Cómo un aparición divina, vi frente a mí la estación de trenes. Entré y cerré

rápidamente la puerta. Sin aminorar su velocidad, los infectados chocaron contra la

puerta cerrada. Casi la destrozan, pero gracias al bendito obrero que las puso allí,

aguantaron la embestida. Metían sus manos entre los barrotes, rompiendo los cristales y

cortándose los brazos. Parecía no afectarles, sólo querían cogerme. Los pulmones me

ardían y ni me había dado cuenta, me costaba tanto respirar que empezaba a ver de color

blanquecino a aquellos seres. Maldito asma. Antes de caer inconsciente pude coger el

inhalador de la mochila y aspirar. En cuanto se fue la presión del presión del pecho cogí

un lateral del marco de un viejo cuadro esperando que pudiese salvarme llegado el

momento. Rezaba porque no hubiese nadie allí, pero cómo era de esperar, no fui

escuchado. Un hombre estaba encima de una mujer, agarrándola del cuello mientras ella

intentaba quitárselo de encima. No sé muy bien si fue la rabia o el hecho de querer

salvar a la mujer, pero corrí hacia ellos y rompí el marco en la cabeza del hombre, que
cayó al suelo inmediatamente con un grito. “¡A ella! ¡Es ella!” me decía. Cuando vi la

cara a la mujer, con esos ojos rojos y sudor por todo su cuerpo, me percaté de mi error.
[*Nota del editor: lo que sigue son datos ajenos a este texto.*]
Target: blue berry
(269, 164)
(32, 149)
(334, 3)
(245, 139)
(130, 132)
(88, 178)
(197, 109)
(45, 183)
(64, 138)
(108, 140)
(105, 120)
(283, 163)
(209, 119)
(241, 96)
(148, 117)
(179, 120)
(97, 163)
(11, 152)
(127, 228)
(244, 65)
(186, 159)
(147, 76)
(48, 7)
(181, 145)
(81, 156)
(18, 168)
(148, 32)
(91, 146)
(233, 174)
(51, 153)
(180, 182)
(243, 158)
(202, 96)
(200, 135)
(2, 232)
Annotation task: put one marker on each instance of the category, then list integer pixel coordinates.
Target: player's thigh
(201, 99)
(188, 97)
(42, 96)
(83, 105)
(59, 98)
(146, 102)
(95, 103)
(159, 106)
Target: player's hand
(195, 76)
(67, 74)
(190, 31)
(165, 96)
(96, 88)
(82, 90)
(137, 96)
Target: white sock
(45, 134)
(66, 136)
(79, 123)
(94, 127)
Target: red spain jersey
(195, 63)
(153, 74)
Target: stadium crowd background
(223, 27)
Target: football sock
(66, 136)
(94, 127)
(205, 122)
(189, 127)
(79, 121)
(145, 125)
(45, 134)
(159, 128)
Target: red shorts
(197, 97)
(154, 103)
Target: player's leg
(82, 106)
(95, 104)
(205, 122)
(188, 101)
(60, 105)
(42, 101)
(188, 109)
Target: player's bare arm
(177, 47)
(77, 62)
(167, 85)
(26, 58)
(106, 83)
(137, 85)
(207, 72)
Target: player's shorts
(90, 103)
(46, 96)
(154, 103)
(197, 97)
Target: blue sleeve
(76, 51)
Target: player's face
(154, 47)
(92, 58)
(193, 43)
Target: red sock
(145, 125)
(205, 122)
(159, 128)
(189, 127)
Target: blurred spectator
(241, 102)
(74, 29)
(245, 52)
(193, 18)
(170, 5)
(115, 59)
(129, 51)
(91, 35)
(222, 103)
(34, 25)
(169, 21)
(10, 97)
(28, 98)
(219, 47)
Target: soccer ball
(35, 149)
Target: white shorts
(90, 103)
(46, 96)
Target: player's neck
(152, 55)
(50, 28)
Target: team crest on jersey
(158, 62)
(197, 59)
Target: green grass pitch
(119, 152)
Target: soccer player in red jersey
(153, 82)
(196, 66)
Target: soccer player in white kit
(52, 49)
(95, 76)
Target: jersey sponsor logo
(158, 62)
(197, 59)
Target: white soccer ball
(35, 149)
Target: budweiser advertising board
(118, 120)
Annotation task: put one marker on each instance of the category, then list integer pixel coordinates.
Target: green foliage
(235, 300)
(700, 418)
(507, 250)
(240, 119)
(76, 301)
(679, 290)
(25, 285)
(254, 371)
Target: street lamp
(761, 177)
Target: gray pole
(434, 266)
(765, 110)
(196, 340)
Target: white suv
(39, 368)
Pero antes de levantarse pude clavarle la mitad del marco que me quedaba en el cuello.

Entre balbuceos intentaba gritar, y cuanto más fuerte lo intentaba, más sangre salía del

agujero de su garganta.

He matado cariño. Lo siento, esto es malditamente horrible.

Ha venido el coronel y le ha dicho a Carlos que no puedo subir. Maté a la mujer de

Carlos, y aunque erré a la primera, lo salvé. Él me hablo de este helipuerto en el

hospital, me dijo que estaban sacando a los altos cargos, que intentaría ayudarme, pero

no puede ser.

Cada vez oigo menos disparos y más gritos. Tengo miedo.

Tengo que darle la carta a Carlos pero que sepas que voy a por ti. Esquivaré a los

infectados y seguiré las vías del tren hasta llegar a tu misma puerta. Enciérrate y

protégete, no tengas miedo porque voy a intentarlo todo para cuidar de ti. No te fíes de

la falsa calma que haya ni de que no hablen ya de la pandemia: sólo quieren que no

sepas nada. Coge comida. Recuerda que te quiero.

Javi

PD: No dejo de toser, espero que sea el maldito asma.